The estimates of location are useful for describing the overral behaviour of a variable.

"Get a typical value for each feature" is the main ideia behind using those estimates.

A single value that is able to describe a feature is way easier to study if compared to thousand of original inputs. 

Those estimates describe where most of the data is located ad, e.g. the central tendency.

In [16]:
import numpy as np
import pandas as pd
from scipy import stats

### Mean

The mean is the simplest of the location estimates.

It is very weak against outliers.

In [43]:
def mean(numbers):
    return sum(numbers)/len(numbers)

If we have the following data for the income of a family members :

[1000, 5500, 4250, 3700]

Then the mean or average income for the family would be :

In [44]:
mean([1000, 3700, 4250, 5500])

3612.5

But now, if there is one member within this family that makes much more money than the rest, 

the average income will be raised,not giving a trully overall description of that family average income :

In [23]:
mean([1000, 3700, 4250, 5500, 100000])

22890.0

That's why the mean is weak for outliers.

### Trimmed mean

If we take the same example form the simple mean, we could apply the trimmed mean.

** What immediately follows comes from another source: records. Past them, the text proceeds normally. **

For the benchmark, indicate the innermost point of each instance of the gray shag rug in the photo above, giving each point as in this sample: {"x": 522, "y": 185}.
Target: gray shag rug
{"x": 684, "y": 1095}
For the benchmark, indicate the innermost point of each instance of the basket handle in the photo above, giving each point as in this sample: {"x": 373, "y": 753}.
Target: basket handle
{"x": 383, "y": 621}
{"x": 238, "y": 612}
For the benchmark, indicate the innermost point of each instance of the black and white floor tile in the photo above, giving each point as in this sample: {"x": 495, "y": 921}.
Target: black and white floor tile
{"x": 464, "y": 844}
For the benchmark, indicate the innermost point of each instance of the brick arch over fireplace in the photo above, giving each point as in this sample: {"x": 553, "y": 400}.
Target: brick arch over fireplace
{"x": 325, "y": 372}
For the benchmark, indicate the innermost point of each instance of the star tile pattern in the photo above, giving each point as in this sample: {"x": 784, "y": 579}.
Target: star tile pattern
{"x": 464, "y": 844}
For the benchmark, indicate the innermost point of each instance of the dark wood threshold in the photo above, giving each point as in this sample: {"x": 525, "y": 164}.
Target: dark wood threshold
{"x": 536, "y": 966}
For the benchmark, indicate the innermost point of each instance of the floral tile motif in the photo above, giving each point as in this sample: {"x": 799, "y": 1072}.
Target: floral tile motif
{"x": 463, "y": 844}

The trimmed mean remove a given percentage of values from both tails of a variable, 

being a little stronger to outliers if compared to the simple mean.

In [25]:
round(stats.trim_mean([1000, 5500, 4250, 3700, 100000], 0.2),1)

4483.3

### Weighted mean

The weighted mean is useful in cases like :
- there is a imbalance between classes (a class with more samples than other classes)
- treat features that vary more or are less accurate than others (e.g. one sensor is less accurate than the others, give it a smaller weight)

In [38]:
def weig_mean(values, weights):
    return sum(s*w for s,w in zip(sensor_1, weights))/sum(weights)

In [39]:
sensor_values = [10, 11, 79, 11, 11, 48]
weights = [2, 2, 0.5, 2, 2, 0.5] # less accurate sensor

weig_mean(sensor_values, weights)

16.61111111111111

### Median

This is literally the point where half of the data lies above and the other half below.

In [40]:
def median(numbers):
    size = len(numbers)
    numbers = sorted(numbers)
    middle = int(size/2)
    return (numbers[middle-1] + numbers[middle])/2 if size%2 == 0 else numbers[middle]